Fresh and frozen seafood prices were lower this August than last, according to Circana, 210 Analytics and Elanco.
Fresh shellfish had the deepest cuts in price, but all areas show very favorable conditions to consumers in August and improvements over the latest 52-week look.
Inflation in powerhouse salmon has come down substantially. In August, prices were 0.7 percent above August 2022 levels. Shrimp prices at retail are also starting to mirror the trends at wholesale more and more. Crab prices remained far below year-ago levels, whereas lobster prices increased.
In the frozen food aisle, the average price per pound for shrimp decreased by 7.8 percent whereas salmon prices were down 1.9 percent from August 2022. In the 52-week view, salmon prices still reflected substantial inflation, especially when comparing the average price per pound to three years ago, an increase of 41.9 percent.
Despite favorable price conditions, both fresh and frozen seafood continued to experience year-over-year volume declines in August 2023. Only shelf-stable seafood increased on dollars and pounds in both the shorter- and longer-term views.
In August 2023, ambient tuna in cans and pouches reached $205 million in sales, which reflected an improvement of 2.0 percent over August 2022. The improvement was driven by canned tuna, which represents the vast majority of dollars.
In August, fresh seafood generated $595 million in sales and the entire year brought in $6.4 billion.

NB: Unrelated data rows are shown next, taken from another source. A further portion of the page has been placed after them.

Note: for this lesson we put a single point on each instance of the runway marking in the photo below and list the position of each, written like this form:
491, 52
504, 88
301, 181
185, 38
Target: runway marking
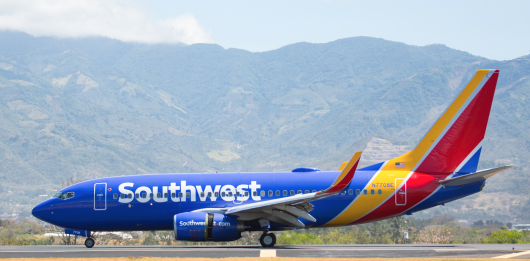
514, 254
267, 253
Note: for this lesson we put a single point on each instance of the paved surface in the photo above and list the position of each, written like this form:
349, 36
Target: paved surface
388, 251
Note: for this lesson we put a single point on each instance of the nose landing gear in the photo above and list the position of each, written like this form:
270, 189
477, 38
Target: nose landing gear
267, 239
89, 242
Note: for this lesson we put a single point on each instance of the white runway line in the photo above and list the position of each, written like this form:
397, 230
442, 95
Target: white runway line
267, 253
514, 254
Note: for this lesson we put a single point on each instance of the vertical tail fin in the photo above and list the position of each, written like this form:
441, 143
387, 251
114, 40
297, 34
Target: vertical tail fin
455, 139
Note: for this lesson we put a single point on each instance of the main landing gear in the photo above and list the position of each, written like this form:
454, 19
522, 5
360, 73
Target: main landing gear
89, 242
267, 239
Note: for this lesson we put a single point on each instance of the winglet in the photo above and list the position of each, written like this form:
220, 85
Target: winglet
346, 175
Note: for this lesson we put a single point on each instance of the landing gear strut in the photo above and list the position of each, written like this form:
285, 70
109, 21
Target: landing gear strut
267, 240
89, 242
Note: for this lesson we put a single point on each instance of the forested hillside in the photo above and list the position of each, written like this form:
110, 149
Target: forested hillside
95, 107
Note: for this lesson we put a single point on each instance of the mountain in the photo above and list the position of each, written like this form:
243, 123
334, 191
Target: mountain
95, 107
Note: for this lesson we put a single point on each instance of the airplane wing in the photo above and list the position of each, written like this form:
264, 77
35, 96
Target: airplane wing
473, 177
287, 210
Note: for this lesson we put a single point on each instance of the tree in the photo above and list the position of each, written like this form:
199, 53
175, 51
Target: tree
437, 235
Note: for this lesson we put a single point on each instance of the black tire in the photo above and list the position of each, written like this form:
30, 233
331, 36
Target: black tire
89, 242
267, 240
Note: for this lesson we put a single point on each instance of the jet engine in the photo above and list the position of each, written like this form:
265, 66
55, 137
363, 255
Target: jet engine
200, 226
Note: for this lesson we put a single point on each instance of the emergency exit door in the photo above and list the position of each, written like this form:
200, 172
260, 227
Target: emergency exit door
401, 192
100, 196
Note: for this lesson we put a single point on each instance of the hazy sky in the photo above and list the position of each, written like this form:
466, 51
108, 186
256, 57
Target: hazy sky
492, 29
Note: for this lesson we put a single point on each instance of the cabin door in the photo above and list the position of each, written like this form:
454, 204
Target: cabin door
100, 196
401, 192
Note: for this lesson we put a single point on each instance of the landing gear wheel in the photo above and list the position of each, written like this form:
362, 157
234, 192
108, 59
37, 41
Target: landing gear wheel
89, 242
267, 240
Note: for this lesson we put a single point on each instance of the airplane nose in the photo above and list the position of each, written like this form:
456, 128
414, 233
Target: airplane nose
38, 211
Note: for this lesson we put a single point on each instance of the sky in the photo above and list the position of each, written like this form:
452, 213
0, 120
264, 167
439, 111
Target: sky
496, 30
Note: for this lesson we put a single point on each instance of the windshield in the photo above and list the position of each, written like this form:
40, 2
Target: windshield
64, 195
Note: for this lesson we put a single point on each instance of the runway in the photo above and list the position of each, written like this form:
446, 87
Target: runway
340, 251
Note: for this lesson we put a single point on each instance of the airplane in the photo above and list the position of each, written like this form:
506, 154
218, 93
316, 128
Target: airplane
220, 206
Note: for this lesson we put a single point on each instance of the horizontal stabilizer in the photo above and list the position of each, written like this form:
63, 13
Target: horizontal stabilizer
473, 177
346, 175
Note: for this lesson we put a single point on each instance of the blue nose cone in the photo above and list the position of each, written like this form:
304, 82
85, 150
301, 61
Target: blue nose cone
42, 211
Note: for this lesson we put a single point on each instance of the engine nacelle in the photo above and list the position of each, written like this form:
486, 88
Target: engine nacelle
200, 226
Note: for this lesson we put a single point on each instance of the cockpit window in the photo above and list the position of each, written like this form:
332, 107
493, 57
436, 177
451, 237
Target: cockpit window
64, 195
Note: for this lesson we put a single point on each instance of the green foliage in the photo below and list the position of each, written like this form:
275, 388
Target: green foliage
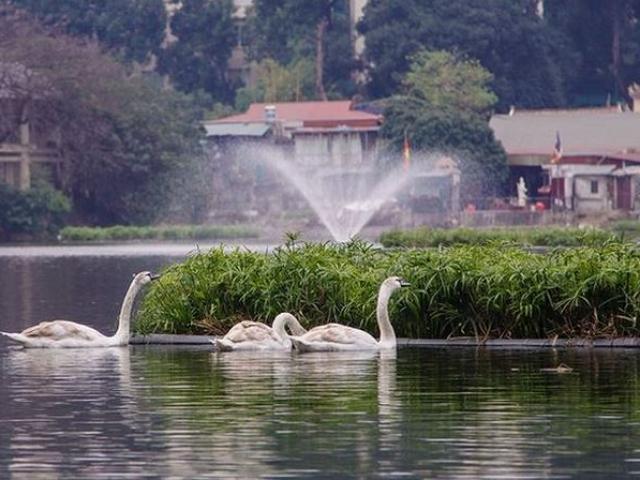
36, 213
152, 138
530, 61
446, 82
277, 83
125, 141
539, 236
163, 232
133, 29
606, 37
286, 31
198, 58
470, 290
467, 138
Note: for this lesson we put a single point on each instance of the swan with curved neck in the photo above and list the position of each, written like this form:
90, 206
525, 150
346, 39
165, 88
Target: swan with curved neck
248, 335
66, 334
336, 337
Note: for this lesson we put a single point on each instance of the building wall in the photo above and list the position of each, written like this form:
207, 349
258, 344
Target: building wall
343, 149
592, 194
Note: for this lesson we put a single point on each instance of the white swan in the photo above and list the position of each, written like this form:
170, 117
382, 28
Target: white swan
334, 336
66, 334
248, 335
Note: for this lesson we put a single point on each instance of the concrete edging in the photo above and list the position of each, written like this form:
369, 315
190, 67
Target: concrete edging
627, 342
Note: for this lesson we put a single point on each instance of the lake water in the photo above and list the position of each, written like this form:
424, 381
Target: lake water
151, 412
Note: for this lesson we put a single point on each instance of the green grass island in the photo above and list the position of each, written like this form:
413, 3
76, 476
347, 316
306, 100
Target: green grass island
496, 290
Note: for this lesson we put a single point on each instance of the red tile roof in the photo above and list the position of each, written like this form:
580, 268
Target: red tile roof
310, 114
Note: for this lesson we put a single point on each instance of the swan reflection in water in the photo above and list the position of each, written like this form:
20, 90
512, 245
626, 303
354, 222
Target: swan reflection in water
329, 388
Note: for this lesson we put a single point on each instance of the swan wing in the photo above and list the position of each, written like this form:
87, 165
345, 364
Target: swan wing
58, 330
247, 331
338, 334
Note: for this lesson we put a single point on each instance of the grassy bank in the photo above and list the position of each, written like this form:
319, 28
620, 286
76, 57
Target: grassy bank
497, 291
163, 232
538, 236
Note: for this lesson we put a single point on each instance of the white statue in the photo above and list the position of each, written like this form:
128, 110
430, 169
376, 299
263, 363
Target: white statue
522, 193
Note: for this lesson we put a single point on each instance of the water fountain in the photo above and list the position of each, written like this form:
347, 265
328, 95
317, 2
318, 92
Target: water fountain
345, 198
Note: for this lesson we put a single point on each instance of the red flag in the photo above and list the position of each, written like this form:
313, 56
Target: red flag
557, 150
406, 153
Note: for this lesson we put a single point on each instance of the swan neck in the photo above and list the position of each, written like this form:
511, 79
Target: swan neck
387, 334
290, 321
278, 326
124, 320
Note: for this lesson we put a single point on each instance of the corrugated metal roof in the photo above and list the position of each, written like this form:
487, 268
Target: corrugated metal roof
236, 129
330, 113
588, 131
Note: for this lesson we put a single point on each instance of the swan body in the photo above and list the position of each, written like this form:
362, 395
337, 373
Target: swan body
66, 334
337, 337
248, 335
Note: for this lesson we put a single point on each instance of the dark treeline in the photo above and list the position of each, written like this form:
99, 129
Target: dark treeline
125, 82
541, 54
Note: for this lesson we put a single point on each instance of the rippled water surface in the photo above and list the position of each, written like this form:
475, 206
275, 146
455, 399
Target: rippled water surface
149, 412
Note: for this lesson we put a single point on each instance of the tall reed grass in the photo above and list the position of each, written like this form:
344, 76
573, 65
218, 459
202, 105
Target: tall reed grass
496, 290
539, 236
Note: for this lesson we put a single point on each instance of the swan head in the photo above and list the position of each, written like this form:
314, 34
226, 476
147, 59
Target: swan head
393, 283
143, 278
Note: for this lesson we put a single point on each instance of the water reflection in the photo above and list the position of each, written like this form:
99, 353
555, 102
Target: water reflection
192, 413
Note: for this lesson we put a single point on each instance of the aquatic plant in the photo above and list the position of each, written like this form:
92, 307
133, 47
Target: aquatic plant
498, 290
538, 236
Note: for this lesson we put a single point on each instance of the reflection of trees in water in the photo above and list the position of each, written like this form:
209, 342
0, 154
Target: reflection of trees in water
429, 413
71, 412
263, 413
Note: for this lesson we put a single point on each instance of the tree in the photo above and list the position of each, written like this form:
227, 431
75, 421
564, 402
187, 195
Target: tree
132, 29
443, 81
531, 62
123, 140
37, 212
606, 36
277, 83
289, 31
197, 59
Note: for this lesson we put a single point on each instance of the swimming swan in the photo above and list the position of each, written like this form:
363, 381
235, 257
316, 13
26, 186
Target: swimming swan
248, 335
66, 334
335, 336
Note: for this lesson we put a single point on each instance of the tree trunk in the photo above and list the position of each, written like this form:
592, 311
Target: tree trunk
619, 8
322, 26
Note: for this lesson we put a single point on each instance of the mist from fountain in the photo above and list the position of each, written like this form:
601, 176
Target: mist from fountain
345, 198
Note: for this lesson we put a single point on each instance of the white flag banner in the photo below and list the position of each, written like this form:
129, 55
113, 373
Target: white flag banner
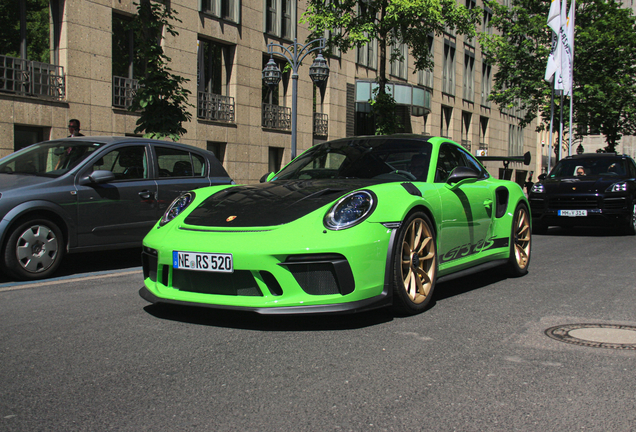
567, 62
554, 22
560, 51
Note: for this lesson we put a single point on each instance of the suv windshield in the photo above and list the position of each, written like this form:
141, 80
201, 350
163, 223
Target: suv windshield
50, 159
601, 166
361, 159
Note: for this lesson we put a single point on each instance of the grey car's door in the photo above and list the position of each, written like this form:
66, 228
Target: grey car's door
120, 212
178, 171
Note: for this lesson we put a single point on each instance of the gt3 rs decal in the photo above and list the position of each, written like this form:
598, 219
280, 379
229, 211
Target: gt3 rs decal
473, 248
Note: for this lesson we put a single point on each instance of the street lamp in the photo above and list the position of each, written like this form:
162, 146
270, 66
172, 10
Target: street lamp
294, 54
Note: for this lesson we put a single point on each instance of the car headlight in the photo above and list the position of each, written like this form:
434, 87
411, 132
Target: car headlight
350, 210
618, 187
537, 188
177, 207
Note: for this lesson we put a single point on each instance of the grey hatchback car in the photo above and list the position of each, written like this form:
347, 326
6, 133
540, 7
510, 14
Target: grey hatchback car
91, 193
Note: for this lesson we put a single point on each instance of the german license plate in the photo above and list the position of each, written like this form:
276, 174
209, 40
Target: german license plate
572, 213
202, 261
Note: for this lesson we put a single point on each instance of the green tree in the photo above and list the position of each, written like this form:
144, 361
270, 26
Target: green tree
390, 22
604, 84
161, 97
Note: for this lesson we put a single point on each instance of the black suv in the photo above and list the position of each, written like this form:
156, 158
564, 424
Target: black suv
586, 190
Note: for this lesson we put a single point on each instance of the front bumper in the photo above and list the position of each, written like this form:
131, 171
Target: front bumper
601, 210
275, 271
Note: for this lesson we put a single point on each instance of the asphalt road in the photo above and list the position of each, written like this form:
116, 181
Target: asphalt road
85, 353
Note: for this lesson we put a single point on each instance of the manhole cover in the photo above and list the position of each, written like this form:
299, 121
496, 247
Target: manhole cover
595, 335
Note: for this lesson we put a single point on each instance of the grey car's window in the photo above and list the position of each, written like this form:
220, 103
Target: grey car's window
50, 159
127, 163
179, 163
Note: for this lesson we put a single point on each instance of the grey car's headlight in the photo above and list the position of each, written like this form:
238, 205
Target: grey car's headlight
618, 187
537, 188
350, 210
177, 207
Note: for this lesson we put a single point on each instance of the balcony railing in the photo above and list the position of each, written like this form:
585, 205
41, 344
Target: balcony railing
124, 90
276, 117
31, 78
321, 124
215, 107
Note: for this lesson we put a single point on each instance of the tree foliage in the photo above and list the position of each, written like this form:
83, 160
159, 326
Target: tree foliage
355, 23
604, 65
161, 97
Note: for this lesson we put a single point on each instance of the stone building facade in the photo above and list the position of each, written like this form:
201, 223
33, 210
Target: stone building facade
222, 49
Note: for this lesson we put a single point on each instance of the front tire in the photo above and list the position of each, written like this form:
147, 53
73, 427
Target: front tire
520, 242
34, 250
414, 265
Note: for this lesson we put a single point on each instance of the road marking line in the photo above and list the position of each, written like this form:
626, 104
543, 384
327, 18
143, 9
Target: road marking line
59, 282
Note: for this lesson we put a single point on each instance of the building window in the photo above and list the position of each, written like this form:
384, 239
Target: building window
275, 159
124, 64
447, 114
218, 148
469, 77
448, 71
24, 136
425, 78
467, 118
280, 18
214, 69
515, 140
487, 17
399, 64
483, 136
486, 84
225, 9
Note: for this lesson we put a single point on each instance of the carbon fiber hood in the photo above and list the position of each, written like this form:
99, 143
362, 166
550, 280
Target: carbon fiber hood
269, 204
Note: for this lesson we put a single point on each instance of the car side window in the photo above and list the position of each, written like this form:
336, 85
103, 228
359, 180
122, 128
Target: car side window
127, 163
179, 163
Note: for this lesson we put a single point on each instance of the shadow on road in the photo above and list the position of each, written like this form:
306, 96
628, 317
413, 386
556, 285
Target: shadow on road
254, 321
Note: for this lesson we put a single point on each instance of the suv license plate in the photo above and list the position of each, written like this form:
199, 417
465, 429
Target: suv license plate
202, 262
572, 213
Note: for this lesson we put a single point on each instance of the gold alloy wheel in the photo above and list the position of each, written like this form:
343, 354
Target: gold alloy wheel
418, 260
521, 234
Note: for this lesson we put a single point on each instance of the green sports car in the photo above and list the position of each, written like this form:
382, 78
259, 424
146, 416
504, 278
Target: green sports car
349, 225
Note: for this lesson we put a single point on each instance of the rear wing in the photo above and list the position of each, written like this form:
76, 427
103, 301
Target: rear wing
525, 159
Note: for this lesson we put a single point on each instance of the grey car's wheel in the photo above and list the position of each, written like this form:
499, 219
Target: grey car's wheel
414, 265
34, 250
520, 241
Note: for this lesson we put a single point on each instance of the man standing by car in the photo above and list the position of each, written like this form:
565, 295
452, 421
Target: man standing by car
73, 128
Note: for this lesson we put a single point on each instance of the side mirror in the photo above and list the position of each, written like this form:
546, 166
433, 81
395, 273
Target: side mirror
462, 173
267, 177
98, 177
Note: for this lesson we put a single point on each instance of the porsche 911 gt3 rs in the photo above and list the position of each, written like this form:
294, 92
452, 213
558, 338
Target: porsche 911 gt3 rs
349, 225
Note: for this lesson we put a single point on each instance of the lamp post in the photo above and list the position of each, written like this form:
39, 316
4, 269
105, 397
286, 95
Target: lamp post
294, 54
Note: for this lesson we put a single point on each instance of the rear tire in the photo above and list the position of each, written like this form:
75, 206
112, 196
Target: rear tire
414, 265
34, 250
520, 241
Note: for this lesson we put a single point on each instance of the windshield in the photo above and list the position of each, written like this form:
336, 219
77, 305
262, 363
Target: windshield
50, 158
606, 166
393, 159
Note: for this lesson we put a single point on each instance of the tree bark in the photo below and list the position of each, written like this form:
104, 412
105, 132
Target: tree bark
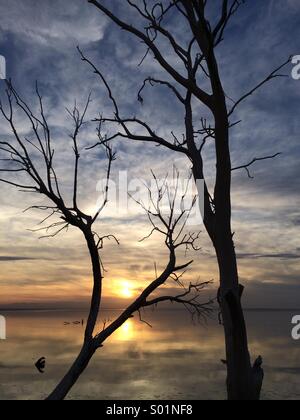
89, 346
78, 367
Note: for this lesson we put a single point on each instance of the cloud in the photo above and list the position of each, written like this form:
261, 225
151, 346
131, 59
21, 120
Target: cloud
12, 258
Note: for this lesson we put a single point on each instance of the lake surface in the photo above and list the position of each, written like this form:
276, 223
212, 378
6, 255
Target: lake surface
174, 359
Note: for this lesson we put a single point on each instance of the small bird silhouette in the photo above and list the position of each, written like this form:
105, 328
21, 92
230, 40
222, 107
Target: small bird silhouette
41, 364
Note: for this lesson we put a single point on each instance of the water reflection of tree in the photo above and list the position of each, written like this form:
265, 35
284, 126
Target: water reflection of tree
29, 165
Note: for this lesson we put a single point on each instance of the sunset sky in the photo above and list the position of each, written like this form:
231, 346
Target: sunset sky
38, 40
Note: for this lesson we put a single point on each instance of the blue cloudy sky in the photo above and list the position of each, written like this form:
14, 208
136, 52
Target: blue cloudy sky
39, 39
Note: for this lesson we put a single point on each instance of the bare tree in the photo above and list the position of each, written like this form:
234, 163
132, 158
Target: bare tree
148, 21
34, 157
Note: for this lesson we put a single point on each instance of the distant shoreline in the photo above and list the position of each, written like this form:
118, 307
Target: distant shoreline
36, 310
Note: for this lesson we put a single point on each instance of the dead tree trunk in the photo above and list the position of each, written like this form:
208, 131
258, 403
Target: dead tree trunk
196, 55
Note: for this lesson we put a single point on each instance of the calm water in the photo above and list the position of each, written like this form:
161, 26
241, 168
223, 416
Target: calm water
173, 360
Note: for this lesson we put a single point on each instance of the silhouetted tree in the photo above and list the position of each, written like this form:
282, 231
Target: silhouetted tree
34, 159
147, 21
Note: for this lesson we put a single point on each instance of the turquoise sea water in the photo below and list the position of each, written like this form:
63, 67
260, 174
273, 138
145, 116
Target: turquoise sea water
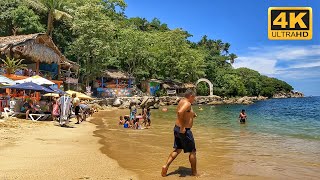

Finfish was the bigger seller but saw both dollars and pounds decrease over August 2022 levels.
August also meant a change in course for shellfish volume that dropped below year-ago levels after a strong performance in the first and second quarters of the year. The above-average engagement with restaurants in the month of August could be the underlying trend for the more subdued performances for both finfish and shellfish. Additionally, August is the only summer month that does not have a notable national holiday, unlike June, July and September.
Absent of holiday-related spikes, weekly sales in August were all very similar. Weekly dollar sales ranged from $112 million to $126 million. Compared to year-ago levels, sales were down each week for both dollars and pounds.
Sales across the top eight fresh seafood species were very inconsistent in August. Market leader salmon generated more than twice the sales of the No. 2 crab.
Crab continued to move more volume, but the additional pounds were unable to offset the gap created by the deflationary conditions.
Frozen seafood sales
The total frozen food department reached $7.2 billion in sales in the five August weeks, up 0.3 percent versus last year. Whereas processed meat/poultry had dollar and unit gains, meat/poultry and seafood experienced declines.
By type, frozen shellfish (predominantly raw and cooked shrimp) was the largest seller in August at $364 million. Despite growth in pound sales for frozen shellfish and finfish, all areas experienced year-on-year declines in dollar sales. All other seafood includes items such as seafood cakes, seafood salads, dips and sauces.
Top five frozen species
Shrimp are the frozen seafood powerhouse, with sales of $3.5 billion in the latest 52 weeks. However, shrimp sales dropped in both dollars and volume in the short- and longer-term time periods. Salmon, while the dominant species in fresh, is the second-largest seller in frozen — showing strong August sales.